Critique du film As Bestas, le nouveau thriller impressionnant de Rodrigo Sorogoyen, le réalisateur de Madre ou El Reino. Avec Marina Foïs et Denis Ménochet en invités surprise.

Le point de départ sur la haine entre voisins à cause d’un désaccord autour d’un projet d’éolienne est à peu près aussi artificiel que de voir Marina Foïs compter ses poireaux sur son tableau Excel… Mais la mécanique du nouveau film de Sorogoyen et sa scénariste Isabel Pena va être implacable et la construction on ne peut plus originale. D’abord, un tombereau de “ratés de merde” dans un village reculé de Galice, dans des face-à-faces de “saloon” à la façon d’un Tarantino espagnol composant un nouveau western. Chacun s’épie depuis ses terres et ses origines, la tension monte (superbe BO d’Olivier Arson, le compositeur habituel du cinéaste), le racisme aussi, jusqu’à l’irréparable. On a l’impression d’avoir tout vu venir, il n’en sera rien. Car si après Madre, son premier film sentimental, Sorogoyen revient au thriller, c’est en changeant totalement de forme depuis El Reino.
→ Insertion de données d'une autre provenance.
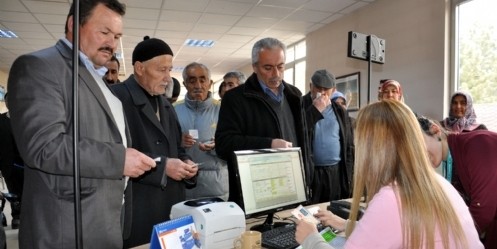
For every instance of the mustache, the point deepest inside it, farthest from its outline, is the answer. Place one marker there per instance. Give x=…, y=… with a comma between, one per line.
x=107, y=49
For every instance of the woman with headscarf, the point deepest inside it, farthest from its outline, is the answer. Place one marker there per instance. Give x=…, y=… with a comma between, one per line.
x=408, y=204
x=469, y=162
x=390, y=89
x=462, y=116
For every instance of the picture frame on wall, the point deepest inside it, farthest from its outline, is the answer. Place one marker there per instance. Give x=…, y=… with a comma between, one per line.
x=349, y=85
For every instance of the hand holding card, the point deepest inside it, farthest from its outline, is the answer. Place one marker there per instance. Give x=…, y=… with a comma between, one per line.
x=302, y=213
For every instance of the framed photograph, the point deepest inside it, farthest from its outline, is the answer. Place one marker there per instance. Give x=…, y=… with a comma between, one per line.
x=349, y=85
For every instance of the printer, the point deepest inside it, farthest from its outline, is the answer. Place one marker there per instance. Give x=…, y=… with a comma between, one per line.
x=218, y=222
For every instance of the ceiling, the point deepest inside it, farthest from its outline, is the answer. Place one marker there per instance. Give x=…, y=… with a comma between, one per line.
x=234, y=25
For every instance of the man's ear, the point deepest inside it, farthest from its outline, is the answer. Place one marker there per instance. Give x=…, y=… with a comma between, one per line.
x=138, y=68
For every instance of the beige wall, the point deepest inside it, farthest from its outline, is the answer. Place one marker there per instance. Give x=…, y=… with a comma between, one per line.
x=416, y=50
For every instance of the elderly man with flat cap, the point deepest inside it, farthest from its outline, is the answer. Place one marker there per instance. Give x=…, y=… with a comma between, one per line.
x=332, y=142
x=155, y=131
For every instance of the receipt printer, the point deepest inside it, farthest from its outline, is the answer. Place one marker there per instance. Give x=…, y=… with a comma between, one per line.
x=218, y=222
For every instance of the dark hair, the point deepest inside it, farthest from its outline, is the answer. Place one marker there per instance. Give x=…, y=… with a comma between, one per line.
x=86, y=8
x=235, y=74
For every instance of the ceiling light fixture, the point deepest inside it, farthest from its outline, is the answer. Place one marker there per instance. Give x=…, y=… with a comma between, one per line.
x=199, y=43
x=7, y=34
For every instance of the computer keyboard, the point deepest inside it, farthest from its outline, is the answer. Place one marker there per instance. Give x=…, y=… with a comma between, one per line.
x=282, y=237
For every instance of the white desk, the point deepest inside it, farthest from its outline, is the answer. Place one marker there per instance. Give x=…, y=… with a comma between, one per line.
x=253, y=221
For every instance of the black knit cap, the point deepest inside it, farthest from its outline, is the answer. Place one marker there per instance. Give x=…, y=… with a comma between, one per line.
x=150, y=48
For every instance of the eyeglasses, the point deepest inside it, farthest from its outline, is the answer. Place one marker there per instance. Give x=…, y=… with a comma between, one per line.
x=391, y=91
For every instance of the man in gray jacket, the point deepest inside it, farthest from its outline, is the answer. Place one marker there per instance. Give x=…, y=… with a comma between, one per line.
x=198, y=115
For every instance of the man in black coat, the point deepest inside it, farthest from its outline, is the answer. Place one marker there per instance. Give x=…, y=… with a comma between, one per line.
x=11, y=165
x=155, y=131
x=265, y=112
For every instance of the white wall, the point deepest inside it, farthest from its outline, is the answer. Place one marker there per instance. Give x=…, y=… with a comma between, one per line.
x=3, y=82
x=416, y=34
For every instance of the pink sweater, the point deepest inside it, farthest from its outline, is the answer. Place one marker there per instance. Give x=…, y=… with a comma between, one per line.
x=380, y=226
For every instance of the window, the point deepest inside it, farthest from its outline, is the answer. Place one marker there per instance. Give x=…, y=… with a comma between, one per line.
x=476, y=56
x=295, y=65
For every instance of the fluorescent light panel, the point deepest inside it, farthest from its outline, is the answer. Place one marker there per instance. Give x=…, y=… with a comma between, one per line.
x=199, y=43
x=7, y=34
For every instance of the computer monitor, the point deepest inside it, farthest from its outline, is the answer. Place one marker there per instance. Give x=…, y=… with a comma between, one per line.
x=270, y=180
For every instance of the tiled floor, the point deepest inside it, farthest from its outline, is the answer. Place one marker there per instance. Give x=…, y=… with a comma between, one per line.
x=12, y=239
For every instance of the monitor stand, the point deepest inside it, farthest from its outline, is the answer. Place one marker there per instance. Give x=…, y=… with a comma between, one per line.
x=268, y=224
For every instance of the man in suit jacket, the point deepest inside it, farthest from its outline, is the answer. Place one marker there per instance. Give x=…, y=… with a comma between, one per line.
x=40, y=93
x=155, y=130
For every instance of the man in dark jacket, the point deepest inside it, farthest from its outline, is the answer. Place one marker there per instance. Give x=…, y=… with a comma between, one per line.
x=155, y=131
x=265, y=112
x=332, y=141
En metteur en scène accompli, il ne se contente pas de faire monter la hargne jusqu’à la haine pour le plaisir, ni de cantonner dans un premier temps Marina Foïs en aide à domicile pour agriculture éco-responsable (“quand est-ce qu’on désherbe ?”).

Luis Zahera, l’acteur fétiche de Rodrigo Sorogoyen.
Denis Ménochet, bien décidé à défendre son territoire.

Inglorious bastards

En usant d’un art de l’ellipse ellipse maléfique, il renverse son film au beau milieu pour adopter le point de vue féminin, et un face-à-face mère-fille tout aussi impitoyable. Une séquence de neige et nous voici déjà dans l’après, quand il s’agit de revenir sur ce qu’il a bien pu se passer, comme un suspense à rebours. C’est sacrément original, malaisant pour la masculinité toxique qui y rôde, désespéré pour le sort des femmes jusqu’aux aînées, et au finale, franchement impressionnant. On se demande bien comment un tel art de la mise en scène a pu rester en hors compétition à Cannes…


As Bestas de Rodrigo Sorogoyen (Esp-Fr, 2h17) avec Denis Ménochet, Marina Foïs, Luis Zahera (l’acteur fétiche de Sorogoyen déjà dans El Reino), Diego Anido, Marie Colomb… Sortie le 20 juillet.